Cinderella the ballet, accommodations and a nice steak dinner. I was excited planning it and have been looking forward to it, but now that the day is here, I am wondering if it really matters. We could have done this any weekend..given enough advance notice to take a loan against my 401K ...but on Valentine's day, the day for lovers, maybe there was a better plan. Maybe a trip to the gulf coast was in order. There is something so natural and healthy about sunrise on the beach; not the face down, mouthful of sand, morning after kind of sunrise, but the kind of sunrise that has you walking with a pleasantly full belly, a hot cup of coffee and not even the slightest trace of a headache, hand in hand with the one you love. If there are porpoises in the surf it's even better, but just a moment without the noise and expectations of human life, surrounded by birds scurrying to evade waves and little bugs digging to evade birds always feels more personal and intimate than the most carefully planned night on the town. I guess my existing plans will do for the moment, but maybe my weekend will include the promise of a quiet sunrise walk on the beach at some point in the near future. Now that I think of it, I am the one who likes sunrise...maybe the promise of a quiet sunset walk on the beach. Ahhh, the beach......

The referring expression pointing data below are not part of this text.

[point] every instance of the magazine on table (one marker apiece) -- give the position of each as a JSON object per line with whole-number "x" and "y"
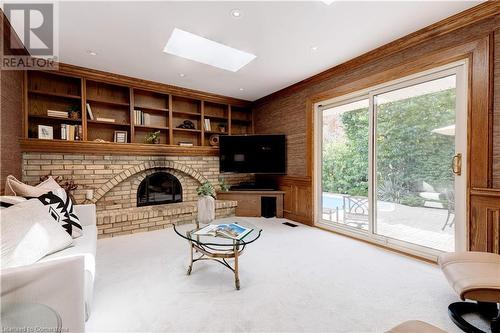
{"x": 226, "y": 230}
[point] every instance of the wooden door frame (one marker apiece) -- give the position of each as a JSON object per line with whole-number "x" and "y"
{"x": 479, "y": 110}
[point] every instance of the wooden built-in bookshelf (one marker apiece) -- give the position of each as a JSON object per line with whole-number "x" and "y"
{"x": 114, "y": 101}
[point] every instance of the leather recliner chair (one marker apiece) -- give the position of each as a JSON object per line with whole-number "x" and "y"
{"x": 474, "y": 276}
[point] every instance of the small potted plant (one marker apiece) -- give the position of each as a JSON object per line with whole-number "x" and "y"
{"x": 224, "y": 186}
{"x": 153, "y": 137}
{"x": 222, "y": 127}
{"x": 206, "y": 203}
{"x": 74, "y": 112}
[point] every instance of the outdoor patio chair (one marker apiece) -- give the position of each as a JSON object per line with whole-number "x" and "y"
{"x": 355, "y": 211}
{"x": 474, "y": 276}
{"x": 330, "y": 212}
{"x": 450, "y": 196}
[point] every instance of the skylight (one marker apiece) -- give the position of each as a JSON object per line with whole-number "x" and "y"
{"x": 193, "y": 47}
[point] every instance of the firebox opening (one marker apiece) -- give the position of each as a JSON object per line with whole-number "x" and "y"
{"x": 159, "y": 188}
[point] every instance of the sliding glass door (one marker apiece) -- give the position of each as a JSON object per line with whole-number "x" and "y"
{"x": 345, "y": 164}
{"x": 391, "y": 162}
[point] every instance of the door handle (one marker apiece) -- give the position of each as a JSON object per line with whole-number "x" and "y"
{"x": 456, "y": 164}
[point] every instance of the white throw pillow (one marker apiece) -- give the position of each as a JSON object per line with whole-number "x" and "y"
{"x": 29, "y": 233}
{"x": 18, "y": 188}
{"x": 10, "y": 200}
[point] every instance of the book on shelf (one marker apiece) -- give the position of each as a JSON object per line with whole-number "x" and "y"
{"x": 71, "y": 132}
{"x": 89, "y": 112}
{"x": 107, "y": 120}
{"x": 57, "y": 114}
{"x": 208, "y": 126}
{"x": 63, "y": 132}
{"x": 142, "y": 118}
{"x": 226, "y": 230}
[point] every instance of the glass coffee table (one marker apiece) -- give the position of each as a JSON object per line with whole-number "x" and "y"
{"x": 216, "y": 248}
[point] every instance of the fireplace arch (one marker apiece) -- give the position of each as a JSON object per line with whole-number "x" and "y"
{"x": 159, "y": 188}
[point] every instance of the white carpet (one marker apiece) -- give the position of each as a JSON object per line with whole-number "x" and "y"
{"x": 292, "y": 280}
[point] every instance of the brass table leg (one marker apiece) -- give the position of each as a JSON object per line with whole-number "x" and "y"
{"x": 191, "y": 262}
{"x": 236, "y": 277}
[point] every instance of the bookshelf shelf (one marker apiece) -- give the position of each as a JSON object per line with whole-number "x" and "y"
{"x": 101, "y": 101}
{"x": 107, "y": 123}
{"x": 65, "y": 120}
{"x": 148, "y": 108}
{"x": 163, "y": 108}
{"x": 187, "y": 113}
{"x": 151, "y": 127}
{"x": 187, "y": 130}
{"x": 215, "y": 132}
{"x": 54, "y": 94}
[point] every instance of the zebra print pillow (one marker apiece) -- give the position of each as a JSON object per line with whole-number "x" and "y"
{"x": 61, "y": 209}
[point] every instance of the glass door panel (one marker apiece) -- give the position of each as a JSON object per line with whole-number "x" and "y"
{"x": 414, "y": 188}
{"x": 344, "y": 174}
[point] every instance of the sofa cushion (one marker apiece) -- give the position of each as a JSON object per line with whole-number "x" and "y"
{"x": 83, "y": 246}
{"x": 473, "y": 275}
{"x": 9, "y": 200}
{"x": 60, "y": 208}
{"x": 29, "y": 233}
{"x": 18, "y": 188}
{"x": 415, "y": 326}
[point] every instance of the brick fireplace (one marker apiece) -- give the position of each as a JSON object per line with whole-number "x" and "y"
{"x": 116, "y": 182}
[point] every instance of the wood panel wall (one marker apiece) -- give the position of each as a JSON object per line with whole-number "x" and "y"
{"x": 11, "y": 116}
{"x": 471, "y": 35}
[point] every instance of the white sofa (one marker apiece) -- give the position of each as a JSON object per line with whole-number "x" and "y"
{"x": 63, "y": 280}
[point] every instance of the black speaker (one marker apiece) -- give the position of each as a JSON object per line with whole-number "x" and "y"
{"x": 268, "y": 206}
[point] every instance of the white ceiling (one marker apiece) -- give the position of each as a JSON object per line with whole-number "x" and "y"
{"x": 129, "y": 37}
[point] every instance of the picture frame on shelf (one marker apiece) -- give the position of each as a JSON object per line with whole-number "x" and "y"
{"x": 45, "y": 132}
{"x": 120, "y": 136}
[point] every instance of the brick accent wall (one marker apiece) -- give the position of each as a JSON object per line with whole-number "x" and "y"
{"x": 114, "y": 180}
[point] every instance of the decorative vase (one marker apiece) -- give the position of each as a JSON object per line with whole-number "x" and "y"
{"x": 206, "y": 209}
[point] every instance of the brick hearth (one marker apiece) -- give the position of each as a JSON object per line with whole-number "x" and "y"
{"x": 114, "y": 180}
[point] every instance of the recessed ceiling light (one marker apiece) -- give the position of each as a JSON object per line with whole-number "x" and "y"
{"x": 236, "y": 13}
{"x": 193, "y": 47}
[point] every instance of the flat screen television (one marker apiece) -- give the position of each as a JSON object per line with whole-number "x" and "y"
{"x": 264, "y": 154}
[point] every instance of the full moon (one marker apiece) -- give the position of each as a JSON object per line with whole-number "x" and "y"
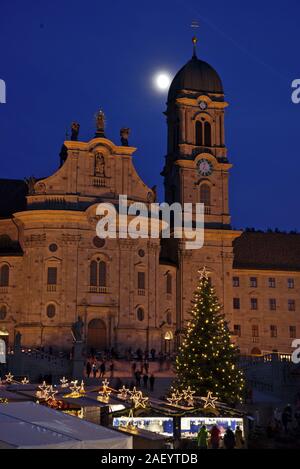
{"x": 162, "y": 81}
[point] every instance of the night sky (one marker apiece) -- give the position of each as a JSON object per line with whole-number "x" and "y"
{"x": 63, "y": 60}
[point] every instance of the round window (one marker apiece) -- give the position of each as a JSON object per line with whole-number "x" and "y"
{"x": 140, "y": 314}
{"x": 51, "y": 311}
{"x": 3, "y": 312}
{"x": 98, "y": 242}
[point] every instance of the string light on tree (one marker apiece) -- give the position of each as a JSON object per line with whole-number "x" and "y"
{"x": 209, "y": 400}
{"x": 206, "y": 358}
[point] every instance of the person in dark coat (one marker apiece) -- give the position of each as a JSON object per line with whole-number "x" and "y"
{"x": 151, "y": 382}
{"x": 145, "y": 380}
{"x": 88, "y": 368}
{"x": 229, "y": 439}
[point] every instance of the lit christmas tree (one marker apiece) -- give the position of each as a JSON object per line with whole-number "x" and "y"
{"x": 207, "y": 360}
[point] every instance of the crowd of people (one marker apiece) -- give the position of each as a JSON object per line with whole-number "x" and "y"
{"x": 212, "y": 439}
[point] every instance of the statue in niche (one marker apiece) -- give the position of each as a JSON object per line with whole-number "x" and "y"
{"x": 99, "y": 165}
{"x": 75, "y": 131}
{"x": 124, "y": 133}
{"x": 77, "y": 329}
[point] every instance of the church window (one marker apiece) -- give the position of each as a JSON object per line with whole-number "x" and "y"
{"x": 52, "y": 276}
{"x": 169, "y": 283}
{"x": 3, "y": 312}
{"x": 51, "y": 311}
{"x": 205, "y": 195}
{"x": 140, "y": 314}
{"x": 4, "y": 276}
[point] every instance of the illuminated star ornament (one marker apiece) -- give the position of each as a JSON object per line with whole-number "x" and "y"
{"x": 123, "y": 393}
{"x": 188, "y": 396}
{"x": 9, "y": 378}
{"x": 139, "y": 401}
{"x": 175, "y": 398}
{"x": 64, "y": 383}
{"x": 209, "y": 400}
{"x": 105, "y": 392}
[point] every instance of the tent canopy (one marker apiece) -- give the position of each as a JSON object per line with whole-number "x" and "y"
{"x": 30, "y": 425}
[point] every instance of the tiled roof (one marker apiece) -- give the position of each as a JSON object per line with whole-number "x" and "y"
{"x": 274, "y": 251}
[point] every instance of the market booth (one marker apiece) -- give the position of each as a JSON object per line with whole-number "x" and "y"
{"x": 29, "y": 425}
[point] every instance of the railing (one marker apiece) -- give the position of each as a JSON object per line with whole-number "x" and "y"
{"x": 96, "y": 289}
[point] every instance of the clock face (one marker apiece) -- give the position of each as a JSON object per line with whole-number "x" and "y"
{"x": 205, "y": 168}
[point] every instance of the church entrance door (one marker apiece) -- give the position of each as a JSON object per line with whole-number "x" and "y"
{"x": 97, "y": 335}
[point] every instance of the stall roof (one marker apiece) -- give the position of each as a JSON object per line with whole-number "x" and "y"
{"x": 29, "y": 425}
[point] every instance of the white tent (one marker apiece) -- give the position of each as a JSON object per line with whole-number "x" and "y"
{"x": 30, "y": 425}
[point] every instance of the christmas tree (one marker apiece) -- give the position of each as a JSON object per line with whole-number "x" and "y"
{"x": 207, "y": 360}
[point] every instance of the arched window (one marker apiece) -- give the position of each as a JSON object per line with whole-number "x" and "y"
{"x": 93, "y": 273}
{"x": 140, "y": 314}
{"x": 98, "y": 273}
{"x": 4, "y": 276}
{"x": 169, "y": 283}
{"x": 205, "y": 196}
{"x": 51, "y": 311}
{"x": 3, "y": 312}
{"x": 102, "y": 274}
{"x": 199, "y": 134}
{"x": 207, "y": 134}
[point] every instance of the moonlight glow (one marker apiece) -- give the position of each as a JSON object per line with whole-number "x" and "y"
{"x": 162, "y": 81}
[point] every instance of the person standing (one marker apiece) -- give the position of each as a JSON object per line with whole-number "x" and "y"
{"x": 151, "y": 382}
{"x": 239, "y": 441}
{"x": 202, "y": 437}
{"x": 102, "y": 369}
{"x": 88, "y": 368}
{"x": 215, "y": 437}
{"x": 145, "y": 380}
{"x": 229, "y": 439}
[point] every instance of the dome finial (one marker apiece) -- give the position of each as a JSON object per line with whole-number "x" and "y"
{"x": 194, "y": 41}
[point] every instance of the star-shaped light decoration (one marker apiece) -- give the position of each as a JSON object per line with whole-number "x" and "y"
{"x": 9, "y": 378}
{"x": 209, "y": 400}
{"x": 104, "y": 393}
{"x": 123, "y": 393}
{"x": 82, "y": 389}
{"x": 138, "y": 400}
{"x": 175, "y": 398}
{"x": 188, "y": 396}
{"x": 64, "y": 383}
{"x": 75, "y": 394}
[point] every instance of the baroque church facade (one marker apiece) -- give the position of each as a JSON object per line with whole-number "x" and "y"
{"x": 137, "y": 292}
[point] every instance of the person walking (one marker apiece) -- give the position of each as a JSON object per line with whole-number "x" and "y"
{"x": 229, "y": 439}
{"x": 102, "y": 369}
{"x": 112, "y": 369}
{"x": 151, "y": 382}
{"x": 88, "y": 368}
{"x": 145, "y": 380}
{"x": 202, "y": 437}
{"x": 239, "y": 441}
{"x": 215, "y": 437}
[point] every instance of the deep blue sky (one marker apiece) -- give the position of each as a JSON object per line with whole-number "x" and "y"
{"x": 62, "y": 60}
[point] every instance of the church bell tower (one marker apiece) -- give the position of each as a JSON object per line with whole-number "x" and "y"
{"x": 196, "y": 168}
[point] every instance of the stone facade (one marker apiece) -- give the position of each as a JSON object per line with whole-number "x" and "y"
{"x": 137, "y": 292}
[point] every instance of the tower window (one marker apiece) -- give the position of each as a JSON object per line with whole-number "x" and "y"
{"x": 4, "y": 276}
{"x": 199, "y": 134}
{"x": 52, "y": 276}
{"x": 205, "y": 197}
{"x": 207, "y": 134}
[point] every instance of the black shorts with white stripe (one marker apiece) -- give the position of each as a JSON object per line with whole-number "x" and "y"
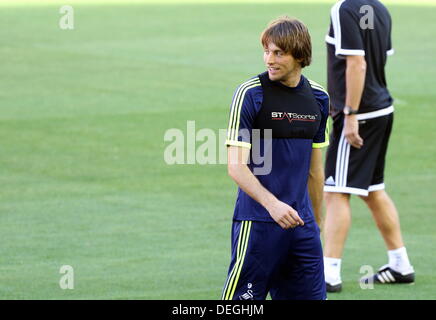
{"x": 359, "y": 171}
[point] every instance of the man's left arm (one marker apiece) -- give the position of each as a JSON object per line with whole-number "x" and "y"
{"x": 321, "y": 140}
{"x": 316, "y": 184}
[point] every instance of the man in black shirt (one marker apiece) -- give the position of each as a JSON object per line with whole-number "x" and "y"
{"x": 358, "y": 43}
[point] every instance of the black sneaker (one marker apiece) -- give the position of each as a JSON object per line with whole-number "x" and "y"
{"x": 333, "y": 287}
{"x": 387, "y": 275}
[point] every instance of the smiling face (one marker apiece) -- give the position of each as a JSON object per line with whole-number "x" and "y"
{"x": 281, "y": 66}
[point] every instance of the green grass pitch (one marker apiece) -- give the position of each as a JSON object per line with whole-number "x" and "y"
{"x": 82, "y": 119}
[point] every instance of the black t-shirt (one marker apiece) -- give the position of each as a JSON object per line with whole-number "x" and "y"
{"x": 354, "y": 32}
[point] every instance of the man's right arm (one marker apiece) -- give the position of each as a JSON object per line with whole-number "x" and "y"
{"x": 238, "y": 170}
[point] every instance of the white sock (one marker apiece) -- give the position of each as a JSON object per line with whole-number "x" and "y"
{"x": 332, "y": 270}
{"x": 399, "y": 261}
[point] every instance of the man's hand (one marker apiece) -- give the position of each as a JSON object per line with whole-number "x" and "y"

If I ever disappear, I will be somewhere in a small cabin with a one-lane dirt road that leads to the beach and another that leads to a small town. The cabin doesn't have windows, just square openings in the walls with light curtains that stir in the breeze and shutters that are latched open to the outside walls. A sunrise run takes me through the small town, where someone rakes the dirt in a small courtyard to create the clean, simple image I need. Maybe it's in the Florida Keys, and it's Ernest Hemingway raking the sunrise sand as he spits out the last few grains from his own morning on the beach. "Hello," he says, "I like raking this sand, sand that leads to the snow-white beach with grey-green clumps of grass that hold onto the small dunes, trying to keep together the image that the world is withstanding the forces of time and nature, not washing into the pristine blue waters of the gulf and further down to fill great rifts in the earth's crust that accept the fresh sand and absorb it, only to compress and heat it, pushing it up to create new lands somewhere else," as only Hemingway could say and somehow still obey the laws of grammar. In the distance a bell rings, the sun rises and an old man catches a giant swordfish on only a handful of string and a hook. Back at the cottage it's February 14th, and I head out hand in hand for a walk on the beach with the one I love.